Things happen the way they do because they happen the way they do. You may think you have control over moving limbs or arms or simply you think you are aware of actions undertaken by a living organism that had no part in its own creation. The observer is biased because you cannot separate the perceiver from its own action.
This whole argument is purely speculative and quite frankly I don’t know enough to further pontificate but I want to relate these words to my writer label argument.
I was always destined to become a writer because that is how my life is playing out. I am working under the assumption that given the same starting point, a simulation of my life would always yield the same results. I would like to say that if I look at my past I can identify the issues and faults and work to correct them.
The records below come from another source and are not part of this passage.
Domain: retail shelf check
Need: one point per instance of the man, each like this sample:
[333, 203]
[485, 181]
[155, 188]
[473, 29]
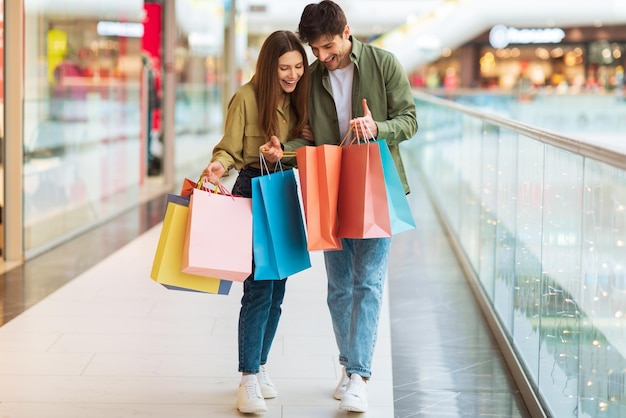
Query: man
[347, 69]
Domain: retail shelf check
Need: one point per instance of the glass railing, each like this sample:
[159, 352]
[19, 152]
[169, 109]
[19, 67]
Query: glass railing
[539, 222]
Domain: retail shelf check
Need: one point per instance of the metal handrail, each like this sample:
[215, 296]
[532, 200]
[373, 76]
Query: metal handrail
[576, 146]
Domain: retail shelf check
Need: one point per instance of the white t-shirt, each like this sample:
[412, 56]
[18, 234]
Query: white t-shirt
[341, 84]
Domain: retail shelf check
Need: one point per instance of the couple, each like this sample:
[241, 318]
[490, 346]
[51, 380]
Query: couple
[286, 105]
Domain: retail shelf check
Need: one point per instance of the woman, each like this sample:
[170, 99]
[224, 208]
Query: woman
[270, 111]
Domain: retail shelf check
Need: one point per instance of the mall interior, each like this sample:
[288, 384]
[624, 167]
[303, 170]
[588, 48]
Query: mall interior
[508, 298]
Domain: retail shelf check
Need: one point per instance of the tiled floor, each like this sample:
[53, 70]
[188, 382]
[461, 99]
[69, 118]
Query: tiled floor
[111, 343]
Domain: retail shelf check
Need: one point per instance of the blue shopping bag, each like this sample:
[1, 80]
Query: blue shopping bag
[400, 215]
[280, 244]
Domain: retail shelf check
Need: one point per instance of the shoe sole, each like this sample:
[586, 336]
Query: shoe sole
[268, 394]
[352, 408]
[251, 410]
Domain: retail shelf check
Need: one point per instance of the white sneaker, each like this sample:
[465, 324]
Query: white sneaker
[268, 389]
[249, 397]
[355, 397]
[341, 386]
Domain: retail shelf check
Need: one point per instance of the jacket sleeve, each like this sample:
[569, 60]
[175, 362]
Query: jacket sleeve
[229, 151]
[401, 123]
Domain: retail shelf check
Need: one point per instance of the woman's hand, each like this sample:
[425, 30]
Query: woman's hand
[272, 151]
[213, 172]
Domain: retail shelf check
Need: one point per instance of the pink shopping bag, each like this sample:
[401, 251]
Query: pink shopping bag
[218, 241]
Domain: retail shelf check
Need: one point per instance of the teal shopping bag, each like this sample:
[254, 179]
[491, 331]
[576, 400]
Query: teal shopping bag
[279, 238]
[400, 215]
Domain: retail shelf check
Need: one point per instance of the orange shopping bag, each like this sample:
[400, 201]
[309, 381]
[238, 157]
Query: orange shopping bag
[218, 241]
[318, 171]
[363, 210]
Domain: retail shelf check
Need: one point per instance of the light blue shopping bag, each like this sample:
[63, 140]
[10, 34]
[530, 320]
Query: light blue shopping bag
[400, 215]
[278, 235]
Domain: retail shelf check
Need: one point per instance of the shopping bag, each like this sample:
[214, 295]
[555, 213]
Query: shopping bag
[280, 244]
[319, 169]
[189, 185]
[363, 211]
[218, 240]
[166, 266]
[400, 215]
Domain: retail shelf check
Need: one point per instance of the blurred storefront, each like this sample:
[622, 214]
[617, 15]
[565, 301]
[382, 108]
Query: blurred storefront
[552, 59]
[105, 88]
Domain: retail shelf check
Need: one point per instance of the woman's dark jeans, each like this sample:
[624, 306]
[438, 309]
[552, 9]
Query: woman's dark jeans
[260, 304]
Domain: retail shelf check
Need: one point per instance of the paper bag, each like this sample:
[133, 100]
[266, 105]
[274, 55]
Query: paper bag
[280, 244]
[166, 267]
[319, 169]
[363, 211]
[218, 241]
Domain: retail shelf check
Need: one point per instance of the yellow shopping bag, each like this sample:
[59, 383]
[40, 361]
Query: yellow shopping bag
[166, 267]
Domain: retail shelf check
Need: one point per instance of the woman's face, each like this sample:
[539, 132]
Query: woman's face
[290, 69]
But if the past is indicative of the present, I am not in control of these truths and I am forced to perceive my deficiencies but know deep down that I will always be the same person.
But I digress.
To recapitulate my third point, I don’t think I should be anything nor do I think anyone technically should be anything in the sense that they have unfulfilled prophesies. The phrase wasted potential need not apply here. It’s more like we are watching story play out. We may have choices here and there that seem meaningful and hold apparent brevity but I would implore you to check your initial assumptions.
To take credit for faults or virtues, the good and the bad, seems futile but that still leaves room for celebration of the good and the admonishment of the bad and the ugly. What exists in life simply exists and taking credit for anything seems wrong at a certain level. I will try to revisit this principal when I have a grasp on reality and metaphysics that is not tenuous.
Perhaps then I can call myself a writer.